Circumstances, tragic events, and world-wide catastrophies in recent times have caused most of us to stop and ponder our lives, our ministries, and the future of our world. We are reminded in II Timothy Chapter 3 that as we live out the last days “perilous times shall come”. This world in which we live is filled with peril. Peril is defined as “dangerous and full of risk.” The only things that are certain in this world are the truths that we find in the pages of God’s holy and perfect book, His Word. In times of peril, God’s Word is our source of hope. In a perilous world, the Bible is the only source of true hope and comfort that can be found.
In these perilous times, we have front-line soldiers of hope carrying the Word of God around the world. I’m not suggesting that we are doing all we should, or that we are having the impact that would be sufficient to meet every need. However, as I’ve pondered recent events, I’ve been thankful for the efforts being made by our front-line soldiers that we call missionaries. Preachers of the gospel carrying the message of hope to a world in peril.
A few years ago, in the midst of the Iraq War, we had men who took the message of hope to Baghdad (perilous to say the least). At least one preacher lost his life while trying to start a church in that perilous city. Just recently we had a young missionary family in our missions conference who is preparing to go with another family into Iraq to take the message of hope. A few months ago a devastating earthquake ravaged hundreds of thousands of Haitians. They have since endured hurricanes, floods, and disease. I’ve read reports of missionaries there winning multitudes to the Lord, offering them hope.
Recently, a terrible earthquake brought much destruction to the central region of Chile. Again, we have missionaries there who have started churches and planted the seeds of hope. Reports have come back that national Chileans are digging out, rebuilding churches, and trusting the Lord while sharing the message of hope. Then another disaster struck Chile, this time in the northern region. Some 33 miners were trapped beneath the earth , reminding hundreds of family members and an anxious nation of the perilous times in which we live. Then came the reports that we have missionaries in that region.
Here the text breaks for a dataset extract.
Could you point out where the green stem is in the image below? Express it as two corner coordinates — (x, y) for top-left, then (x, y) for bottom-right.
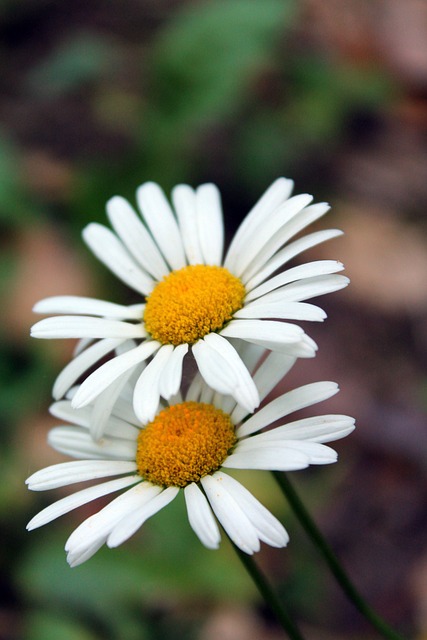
(273, 471), (405, 640)
(230, 540), (304, 640)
Even before the miners were rescued, family members were being ministered to, hope was being offered, and some were receiving Christ.
Then last week it became much more up close and personal. A tragedy of staggering proportions in Phnom Phenh. And yet, again, we have missionaries there – very close to the situation. No, not just missionaries, but family – loved ones- actively involved in the events that brought on the headlines. Loved ones close enough to witness, describe, and take pictures of some of the heartache and anguish. This made it all more personal. The lesson was hard to miss.
This is why our front-line soldiers (our missionaries) are there. They are on station, on duty if you will, because the world is lost and they need the gospel. This, of course, is true. But we live in perilous times. Perilous times come to America as well, but we have the gospel, we have multitudes of churches, we have available to us the hope of Jesus Christ. Many foreign lands and people do not have this hope. They haven’t even heard of such a hope as we take for granted.
Although we are far from fulfilling the great commission, we do have missionaries around the world offering the hope of Jesus Christ in a very perilous and dangerous world. That’s why we give to missions. That’s why we send missionaries. That’s why missionaries go. That’s why they do what they do and preach what they preach and serve the way they serve. I know that our son, Stephen, was greatly moved and burdened as he saw the aftermath of the recent tragedy. But, I would simply say - that’s why you are there. To offer the hope of the gospel to a needy people living in a perilous world. Notice the rest of this passage in II Timothy 3. It gives specifics of the perilous times mentioned in verses 2 through 7, then beginning in verse 10 Paul indicates that he too has stopped to ponder his life and his ministry in perilous times and has come to the following conclusions:
"But thou hast fully known my doctrine, manner of life, purpose, faith, longsuffering, charity, patience, Persecutions, afflictions, which came unto me at Antioch, at Iconium, at Lystra; what persecutions I endured: but out of them all the Lord delivered me. Yea, and all that will live godly in Christ Jesus shall suffer persecution. But evil men and seducers shall wax worse and worse, deceiving, and being deceived. But continue thou in the things which thou hast learned and hast been assured of, knowing of whom thou hast learned them;"
Paul says we must continue to live, preach, and minister to this needy world because we live in perilous times. People need to hear the gospel, hear the message of hope, and know that there is someone who cares and someone who can offer that hope.
Note: This article was written by my father and our sending pastor, Robert Benefield. Pastor Benefield has pastored the Sequoia Baptist Church of Visalia, California for the past 33 years. He and his wife, Kathy, have 4 children and 17 grandchildren.